Galvanic element: scheme, principle of operation, application

In order to draw up a scheme of a galvanic cell, it is necessary to understand the principle of its actions, the features of the structure.

Consumers rarely pay attention to batteries and batteries, while these sources of current are the most in demand.

Chemical sources of current

What is a galvanic cell? Its scheme is based on the electrolyte. The device includes a small container, where the electrolyte is located, adsorbed by the separator material. In addition, the scheme of two galvanic elements assumes the presence of a cathode and an anode. What is the name of such a galvanic cell? A scheme that connects two metals together presupposes the presence of an oxidation-reduction reaction.

The simplest galvanic cell

It implies the presence of two plates or rods made of different metals, which are immersed in a solution of a strong electrolyte. During the operation of this galvanic cell, an oxidation process is performed at the anode, which is associated with the release of electrons.

At the cathode, a recovery accompanied by the adoption of negative particles. There is a transfer of electrons along the external circuit to the oxidant from the reducing agent.

Example of a galvanic cell

In order to compose electronic circuits of galvanic cells, it is necessary to know the value of their standard electrode potential. Let us analyze a variant of a copper-zinc galvanic cell functioning on the basis of the energy released during the interaction of copper sulfate with zinc.

This galvanic cell, the scheme of which will be given below, is called the Jacobi-Daniel element. It includes a copper plate, which is immersed in a solution of copper sulfate (copper electrode), and also it consists of a zinc plate located in a solution of its sulfate (zinc electrode). Solutions are in contact with each other, but in order to prevent them from mixing, the element uses a partition made of a porous material.

Operating principle

How does a galvanic cell function, whose circuit has the form Zn ½ ZnSO4 ½½ CuSO4 ½ Cu? During its operation, when the electrical circuit is closed, the process of oxidation of metallic zinc occurs.
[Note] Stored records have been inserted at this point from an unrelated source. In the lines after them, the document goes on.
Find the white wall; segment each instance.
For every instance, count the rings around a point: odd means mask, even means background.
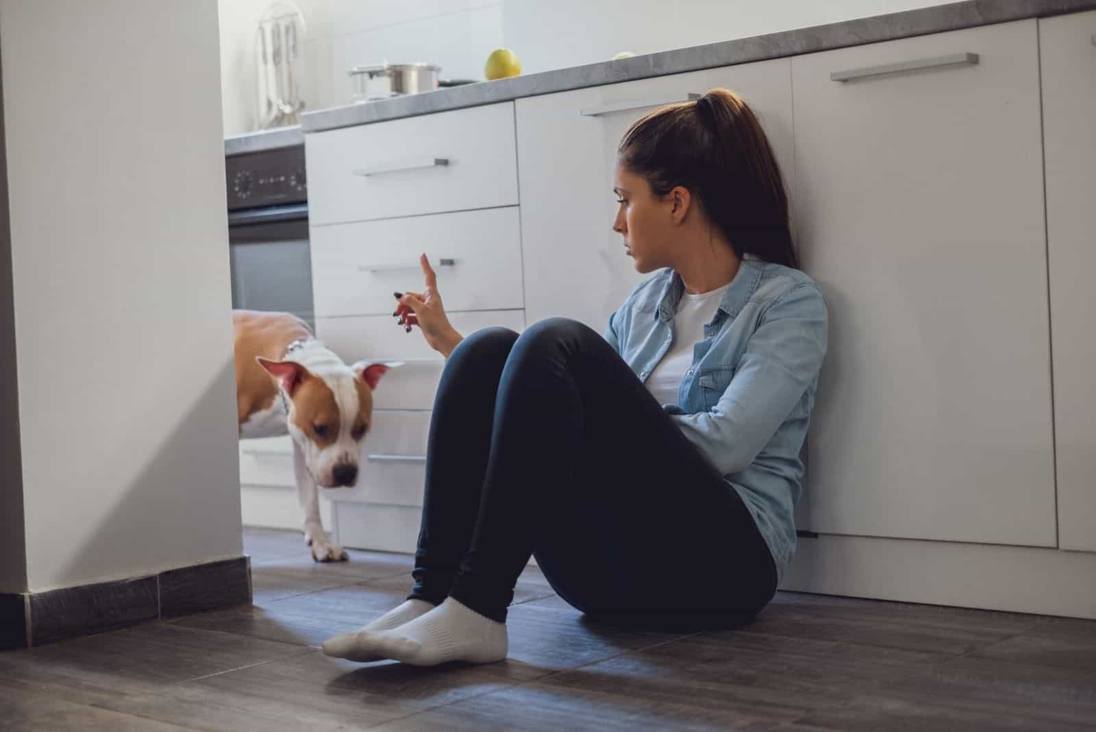
[[[950,0],[948,0],[950,1]],[[939,0],[504,0],[502,35],[535,73],[854,18],[944,4]]]
[[[299,0],[301,96],[308,110],[350,104],[355,66],[429,61],[443,78],[483,78],[502,45],[501,0]],[[255,128],[255,27],[271,0],[219,0],[225,134]]]
[[[2,53],[0,53],[2,56]],[[11,229],[8,217],[3,130],[3,64],[0,60],[0,593],[26,592],[23,538],[23,459],[19,447],[19,377],[11,297]]]
[[[0,0],[0,53],[27,588],[239,556],[217,2]]]

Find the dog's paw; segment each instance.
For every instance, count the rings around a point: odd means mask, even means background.
[[[335,544],[312,542],[312,559],[318,562],[344,562],[350,557],[346,550]]]

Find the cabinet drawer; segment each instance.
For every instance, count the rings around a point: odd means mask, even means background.
[[[363,464],[424,464],[430,415],[431,412],[374,410],[373,425],[362,443]]]
[[[491,325],[521,332],[525,328],[525,313],[523,310],[456,312],[449,314],[449,322],[465,335]],[[373,397],[374,409],[433,408],[445,359],[426,345],[418,329],[408,333],[396,324],[391,314],[386,314],[317,318],[316,333],[346,363],[363,358],[404,362],[380,379]]]
[[[422,289],[426,252],[449,311],[521,309],[517,207],[311,229],[318,317],[390,316],[393,291]]]
[[[305,136],[312,224],[517,204],[512,102]]]
[[[293,438],[285,435],[241,439],[240,483],[295,487],[297,481],[293,472]]]

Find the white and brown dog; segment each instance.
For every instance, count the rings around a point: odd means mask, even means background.
[[[286,312],[233,310],[236,401],[240,438],[293,437],[305,542],[318,562],[343,561],[320,519],[317,487],[357,483],[362,439],[373,419],[373,390],[398,363],[347,366]]]

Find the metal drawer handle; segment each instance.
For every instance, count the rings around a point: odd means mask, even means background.
[[[358,168],[355,175],[363,178],[368,175],[381,175],[384,173],[399,173],[404,170],[421,170],[423,168],[445,168],[449,164],[448,158],[414,158],[404,163],[388,165],[386,168]]]
[[[262,447],[244,447],[243,451],[248,455],[260,455],[263,457],[293,457],[293,453],[286,453],[285,450],[275,450],[271,448]]]
[[[437,266],[439,267],[452,267],[456,265],[456,260],[438,260]],[[418,270],[421,265],[418,262],[409,262],[408,264],[358,264],[358,272],[395,272],[397,270]]]
[[[847,71],[834,71],[830,75],[831,81],[848,81],[849,79],[863,79],[865,77],[879,77],[884,73],[897,73],[898,71],[913,71],[915,69],[932,69],[937,66],[962,66],[978,64],[978,54],[949,54],[948,56],[934,56],[933,58],[918,58],[913,61],[899,61],[897,64],[881,64],[879,66],[865,66]]]
[[[370,455],[370,462],[425,462],[425,455]]]
[[[663,104],[673,104],[675,102],[690,102],[693,100],[700,99],[699,94],[688,93],[685,99],[681,95],[677,96],[659,96],[655,99],[633,99],[630,102],[610,102],[608,104],[602,104],[600,106],[587,106],[579,111],[583,117],[600,117],[603,114],[610,114],[613,112],[627,112],[628,110],[642,110],[644,106],[662,106]]]
[[[403,366],[404,364],[444,364],[444,358],[363,358],[370,364],[392,364]]]

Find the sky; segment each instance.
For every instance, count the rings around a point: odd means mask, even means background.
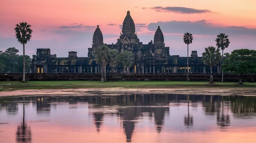
[[[204,48],[216,46],[220,33],[228,35],[230,41],[224,52],[256,50],[255,0],[0,0],[0,50],[14,47],[22,54],[14,29],[25,22],[33,31],[26,54],[49,48],[58,57],[67,57],[74,50],[79,57],[87,56],[97,26],[103,42],[115,44],[128,11],[144,44],[153,40],[160,26],[171,55],[186,56],[186,32],[193,36],[189,55],[197,50],[201,56]]]

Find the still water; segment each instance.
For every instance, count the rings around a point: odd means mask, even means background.
[[[255,96],[0,97],[0,142],[255,143]]]

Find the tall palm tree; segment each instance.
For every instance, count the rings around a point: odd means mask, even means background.
[[[186,76],[186,80],[189,80],[189,44],[191,43],[192,43],[192,40],[193,40],[193,36],[192,36],[192,34],[190,33],[189,33],[187,32],[186,33],[184,33],[184,35],[183,36],[183,40],[184,40],[184,43],[185,44],[188,45],[188,56],[187,56],[187,76]]]
[[[25,44],[30,40],[31,34],[33,30],[30,29],[30,25],[28,24],[27,22],[21,22],[20,24],[16,24],[16,27],[14,28],[16,32],[16,38],[18,41],[23,46],[23,74],[22,78],[22,82],[25,81]]]
[[[228,39],[229,36],[225,35],[225,33],[220,33],[219,35],[217,35],[216,41],[216,46],[218,48],[220,48],[222,50],[222,64],[224,63],[223,50],[229,45],[229,39]],[[221,82],[223,82],[223,70],[222,70],[222,78]]]
[[[205,64],[210,66],[211,75],[210,83],[213,83],[213,78],[212,74],[212,67],[219,63],[221,58],[220,49],[215,47],[209,46],[204,48],[204,51],[202,54],[203,61]]]
[[[119,54],[120,61],[123,65],[124,72],[129,72],[129,68],[133,64],[132,62],[133,54],[130,51],[124,51]]]
[[[111,67],[111,72],[113,72],[115,69],[114,68],[117,66],[117,61],[118,60],[118,51],[117,49],[112,49],[110,51],[110,59],[109,61],[109,65]]]
[[[110,59],[110,49],[107,46],[102,45],[99,46],[95,52],[95,61],[101,65],[101,76],[104,76],[104,81],[107,81],[106,77],[106,66]]]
On its surface of contact with a solution of salt, the conversion of atoms into cations of Zn2 + is observed. The process is accompanied by the release of "free" electrons, which move along the external circuit.

The reaction proceeding on the zinc electrode can be represented in the following form:

Zn = Zn2 + + 2e-

Recovery of metal cations is carried out on a copper electrode. Negative particles that come here from the zinc electrode are combined with copper cations, precipitating them in the form of a metal. This process has the following form:

Cu2 + + 2e- = Cu

If we combine the two reactions discussed above, we obtain a summary equation describing the work of the zinc-copper galvanic cell.

The zinc electrode acts as the anode, copper serves as the cathode. Modern galvanic cells and batteries assume the use of one solution of electrolyte, which expands the scope of their application, makes their operation more comfortable and convenient.

Varieties of galvanic cells

The most common are coal-zinc elements. They use a passive carbon collector current, in contact with the anode, which serves as the oxide of manganese (4). The electrolyte is ammonium chloride, used in pasty form.

It does not spread, so the galvanic cell itself is called dry. Its peculiarity is the possibility of "recovering" during work, which positively affects the duration of their operational period. Such galvanic cells are of low cost, but low power. When the temperature decreases, they reduce their effectiveness, and when it increases, the electrolyte dries out gradually.

Alkaline elements assume the use of an alkali solution, so they have quite a few applications.

In the lithium cells, the active metal acts as the anode, which positively affects the lifetime. Lithium has a negative electrode potential, so with small dimensions, similar elements have a maximum rated voltage. Among the shortcomings of such systems is a high price. Opening lithium current sources is explosive.

Conclusion

The principle of operation of any galvanic cell is based on oxidation-reduction processes proceeding on the cathode and anode. Depending on the metal used, the chosen electrolyte solution, the service life of the element varies, as well as the value of the rated voltage. At present, lithium, cadmium galvanic cells that have a sufficiently long service life are in demand.